The screenplay was by Kevin Elyot, who is experienced in the art of Christie adaptation, and I thought it was impressive that he handled the final revelations in a wholly unmelodramatic way. I was a huge fan of the Joan Hickson series (and Hickson is the definitive Jane Marple) but the Hickson version of this story, in which Peter Davison played the villain, ended, as I recall, with a rather over-the-top climax.
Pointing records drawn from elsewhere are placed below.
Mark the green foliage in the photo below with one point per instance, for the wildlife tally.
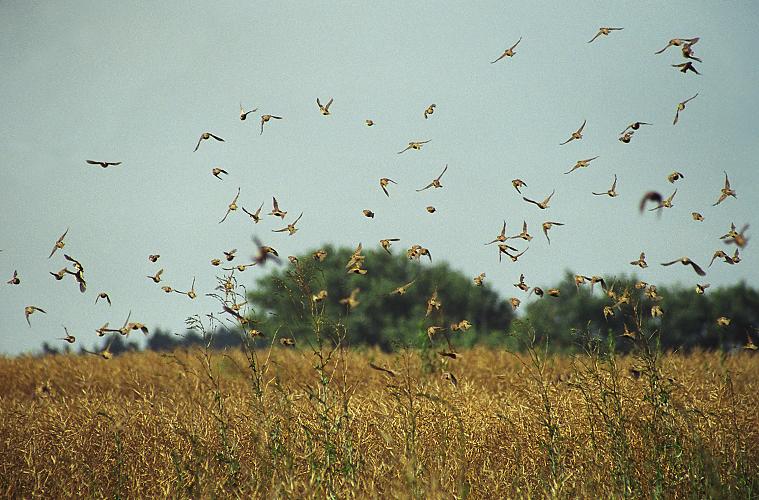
(282, 300)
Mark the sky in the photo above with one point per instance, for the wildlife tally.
(138, 82)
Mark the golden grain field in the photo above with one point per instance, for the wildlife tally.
(302, 423)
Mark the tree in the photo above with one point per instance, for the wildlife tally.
(283, 300)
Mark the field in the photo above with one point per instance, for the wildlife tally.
(313, 423)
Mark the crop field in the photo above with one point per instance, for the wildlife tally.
(328, 422)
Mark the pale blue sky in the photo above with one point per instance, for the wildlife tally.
(138, 83)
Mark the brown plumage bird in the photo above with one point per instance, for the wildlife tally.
(687, 262)
(104, 164)
(508, 52)
(204, 137)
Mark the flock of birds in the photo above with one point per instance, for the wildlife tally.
(504, 242)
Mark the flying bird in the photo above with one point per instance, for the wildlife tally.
(508, 52)
(435, 182)
(324, 109)
(604, 31)
(204, 137)
(576, 135)
(687, 262)
(104, 164)
(681, 107)
(543, 204)
(59, 243)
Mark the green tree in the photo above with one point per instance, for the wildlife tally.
(282, 300)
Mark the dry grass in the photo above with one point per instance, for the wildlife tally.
(197, 424)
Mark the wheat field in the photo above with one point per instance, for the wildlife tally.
(301, 423)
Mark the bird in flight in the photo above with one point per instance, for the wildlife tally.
(604, 31)
(685, 67)
(290, 228)
(676, 42)
(256, 216)
(543, 204)
(383, 184)
(581, 164)
(612, 191)
(508, 52)
(104, 164)
(687, 262)
(244, 114)
(59, 243)
(576, 135)
(416, 145)
(435, 182)
(29, 310)
(276, 212)
(547, 227)
(266, 118)
(501, 237)
(725, 192)
(204, 137)
(231, 207)
(324, 109)
(681, 107)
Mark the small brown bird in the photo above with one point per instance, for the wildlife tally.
(29, 310)
(665, 203)
(604, 31)
(103, 295)
(685, 67)
(435, 182)
(204, 137)
(650, 196)
(681, 107)
(290, 228)
(244, 114)
(156, 277)
(676, 42)
(518, 183)
(324, 109)
(415, 145)
(634, 126)
(687, 262)
(231, 207)
(402, 289)
(68, 338)
(612, 191)
(508, 52)
(266, 118)
(547, 227)
(383, 184)
(543, 204)
(15, 280)
(385, 244)
(501, 237)
(276, 212)
(576, 135)
(104, 164)
(581, 164)
(641, 262)
(59, 243)
(256, 216)
(725, 192)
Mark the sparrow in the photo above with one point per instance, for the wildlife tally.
(508, 52)
(104, 164)
(205, 136)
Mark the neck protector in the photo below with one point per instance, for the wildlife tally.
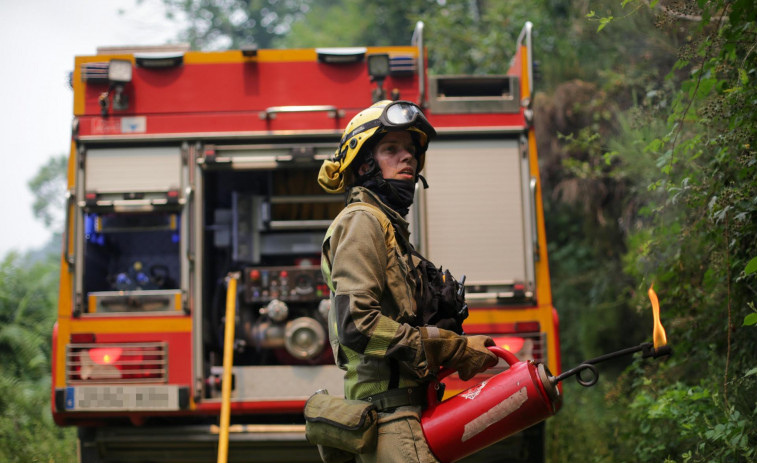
(397, 194)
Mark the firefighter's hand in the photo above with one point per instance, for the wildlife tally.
(477, 357)
(450, 324)
(467, 355)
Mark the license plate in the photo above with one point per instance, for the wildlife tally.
(102, 398)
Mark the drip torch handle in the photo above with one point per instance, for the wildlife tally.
(436, 385)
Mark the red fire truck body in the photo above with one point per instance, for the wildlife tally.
(187, 166)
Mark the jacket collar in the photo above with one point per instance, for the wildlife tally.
(364, 195)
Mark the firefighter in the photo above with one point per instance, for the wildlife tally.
(374, 329)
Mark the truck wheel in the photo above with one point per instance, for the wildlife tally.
(86, 446)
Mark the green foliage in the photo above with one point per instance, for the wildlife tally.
(230, 24)
(28, 295)
(48, 187)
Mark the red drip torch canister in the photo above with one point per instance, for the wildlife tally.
(482, 415)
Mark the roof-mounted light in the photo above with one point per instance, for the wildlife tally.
(341, 55)
(96, 73)
(402, 65)
(249, 51)
(119, 71)
(115, 71)
(159, 60)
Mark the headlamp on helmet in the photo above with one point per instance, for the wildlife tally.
(382, 117)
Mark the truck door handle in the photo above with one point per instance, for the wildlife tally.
(270, 112)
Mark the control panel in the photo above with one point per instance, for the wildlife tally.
(287, 284)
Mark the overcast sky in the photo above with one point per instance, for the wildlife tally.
(38, 42)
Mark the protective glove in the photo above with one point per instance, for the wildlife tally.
(450, 324)
(467, 355)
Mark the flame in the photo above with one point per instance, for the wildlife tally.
(658, 332)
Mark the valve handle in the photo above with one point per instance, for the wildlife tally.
(500, 352)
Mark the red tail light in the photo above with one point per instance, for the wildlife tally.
(122, 363)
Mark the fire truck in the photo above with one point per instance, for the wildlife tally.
(188, 168)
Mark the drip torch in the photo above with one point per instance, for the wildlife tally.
(521, 396)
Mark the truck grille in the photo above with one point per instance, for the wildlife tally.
(117, 363)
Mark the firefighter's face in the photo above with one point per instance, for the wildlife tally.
(395, 156)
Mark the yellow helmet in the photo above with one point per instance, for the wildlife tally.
(384, 116)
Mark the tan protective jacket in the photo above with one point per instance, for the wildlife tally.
(373, 318)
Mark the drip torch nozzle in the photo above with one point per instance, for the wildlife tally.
(647, 349)
(650, 351)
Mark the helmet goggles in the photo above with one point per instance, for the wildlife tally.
(396, 116)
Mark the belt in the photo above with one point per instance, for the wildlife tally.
(394, 398)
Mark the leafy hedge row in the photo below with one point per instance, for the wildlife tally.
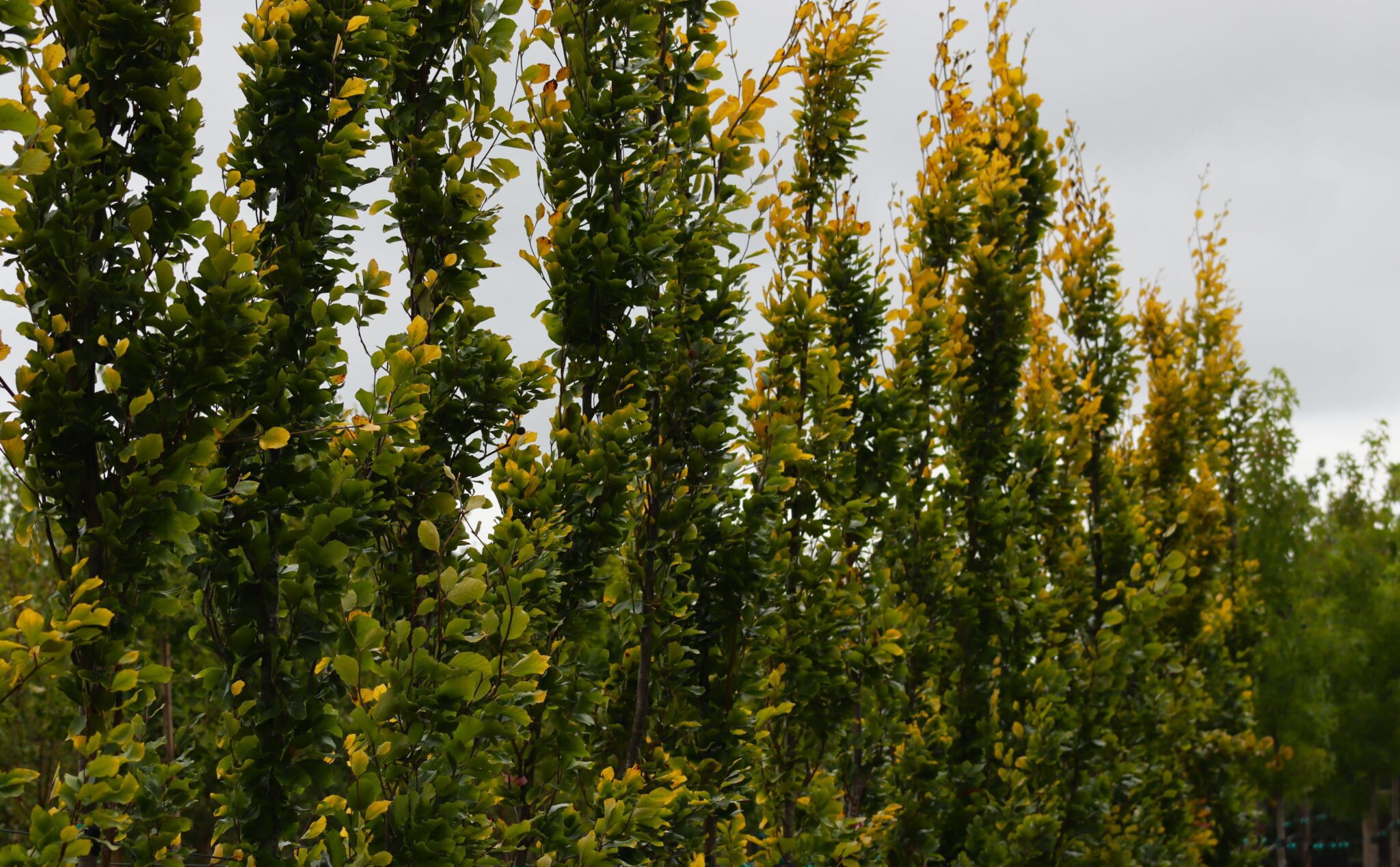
(912, 585)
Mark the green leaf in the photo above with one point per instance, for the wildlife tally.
(349, 669)
(533, 665)
(429, 536)
(140, 220)
(467, 590)
(149, 448)
(514, 622)
(156, 674)
(139, 403)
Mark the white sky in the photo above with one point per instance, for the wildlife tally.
(1291, 104)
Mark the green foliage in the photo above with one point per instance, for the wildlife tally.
(927, 588)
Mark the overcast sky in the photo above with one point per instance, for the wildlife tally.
(1291, 104)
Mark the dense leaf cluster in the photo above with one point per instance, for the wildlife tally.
(911, 585)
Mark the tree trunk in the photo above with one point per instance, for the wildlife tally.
(168, 713)
(1306, 834)
(1369, 851)
(1392, 838)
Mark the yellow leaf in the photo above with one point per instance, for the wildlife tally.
(353, 87)
(31, 624)
(375, 810)
(275, 438)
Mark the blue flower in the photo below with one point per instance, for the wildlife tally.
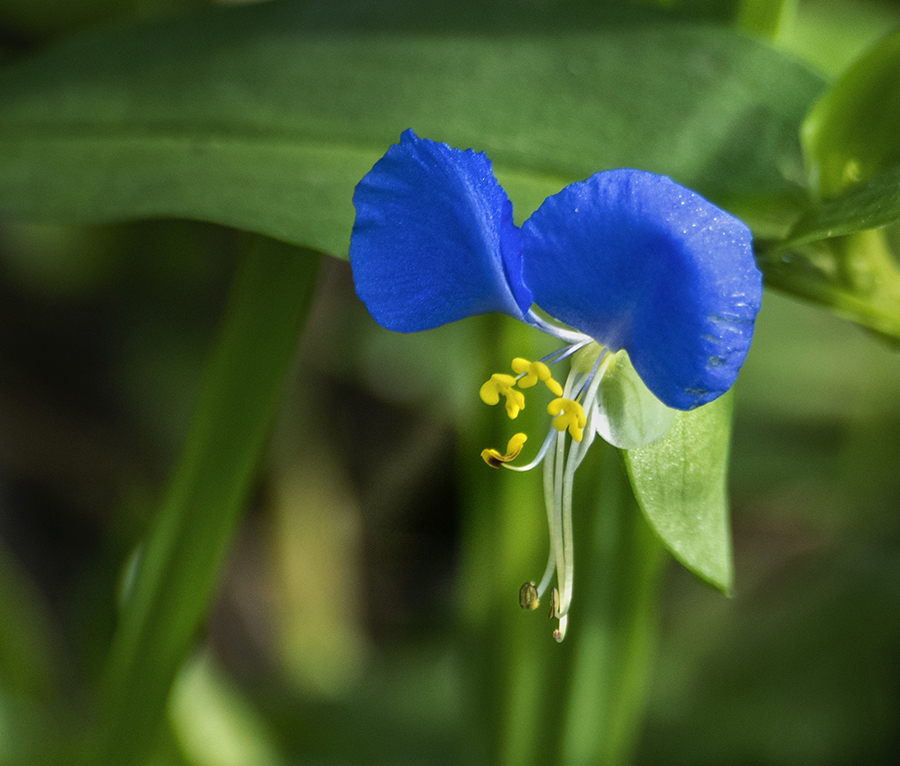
(654, 291)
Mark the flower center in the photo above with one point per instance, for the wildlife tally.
(570, 435)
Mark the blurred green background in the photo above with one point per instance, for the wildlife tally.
(332, 638)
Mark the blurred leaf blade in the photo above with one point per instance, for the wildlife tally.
(853, 132)
(180, 562)
(871, 205)
(854, 276)
(680, 483)
(252, 118)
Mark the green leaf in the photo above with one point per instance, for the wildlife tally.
(867, 206)
(680, 483)
(630, 415)
(254, 117)
(856, 277)
(179, 564)
(853, 132)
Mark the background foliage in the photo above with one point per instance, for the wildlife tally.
(344, 591)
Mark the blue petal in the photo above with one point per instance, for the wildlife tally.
(641, 263)
(434, 239)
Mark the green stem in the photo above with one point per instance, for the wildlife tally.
(179, 563)
(618, 576)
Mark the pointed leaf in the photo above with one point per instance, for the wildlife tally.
(680, 483)
(251, 117)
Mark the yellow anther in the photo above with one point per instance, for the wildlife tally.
(503, 385)
(494, 459)
(535, 371)
(569, 414)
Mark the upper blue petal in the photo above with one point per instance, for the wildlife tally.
(434, 239)
(638, 262)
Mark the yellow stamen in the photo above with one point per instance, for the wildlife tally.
(535, 371)
(569, 414)
(503, 385)
(494, 459)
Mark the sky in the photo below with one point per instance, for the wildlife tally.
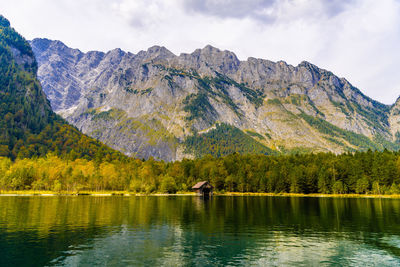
(355, 39)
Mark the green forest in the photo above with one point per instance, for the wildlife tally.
(360, 172)
(29, 127)
(41, 151)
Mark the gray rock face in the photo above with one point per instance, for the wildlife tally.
(146, 104)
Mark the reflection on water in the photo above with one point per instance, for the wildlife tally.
(176, 231)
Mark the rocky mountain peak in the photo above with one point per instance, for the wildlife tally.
(147, 104)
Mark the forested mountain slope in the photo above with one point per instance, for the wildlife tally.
(155, 103)
(28, 125)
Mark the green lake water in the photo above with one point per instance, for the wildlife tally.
(191, 231)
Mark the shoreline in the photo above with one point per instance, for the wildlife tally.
(239, 194)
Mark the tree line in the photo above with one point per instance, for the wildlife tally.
(370, 172)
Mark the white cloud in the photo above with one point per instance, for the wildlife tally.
(357, 39)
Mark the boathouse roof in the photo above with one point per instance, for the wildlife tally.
(201, 184)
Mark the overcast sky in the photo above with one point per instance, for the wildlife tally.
(358, 40)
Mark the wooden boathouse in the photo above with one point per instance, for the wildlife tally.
(203, 188)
In this version, the emphasis was on Miss Marple’s fondness for Gladys, the maid who was the unwitting tool of a ruthless killer, and her determination to see justice meted out to the man who destroyed her. This reflects, properly, Christie’s attitude to crime and punishment, and her concept of Jane Marple as a wise woman and a righter of wrongs. The whodunit mystery here is quite cleverly constructed, but there is a bit more to this particular story than the puzzle.
The production was a little slow at times – 90 minutes would have been better than two hours, I think. But the acting was good, and generally avoided the tongue-in-cheek, or the hamminess that ruined some of the episodes starring Geraldine McEwan as the spinster sleuth. Helen Baxendale was good as usual, and it was nice (although sad) to see the late Wendy Richard and the late Ken Campbell playing Mr and Mrs Crump.
Final verdict – on this evidence, McKenzie may turn out to be a distinct improvement on McEwan. I’ll be watching her again.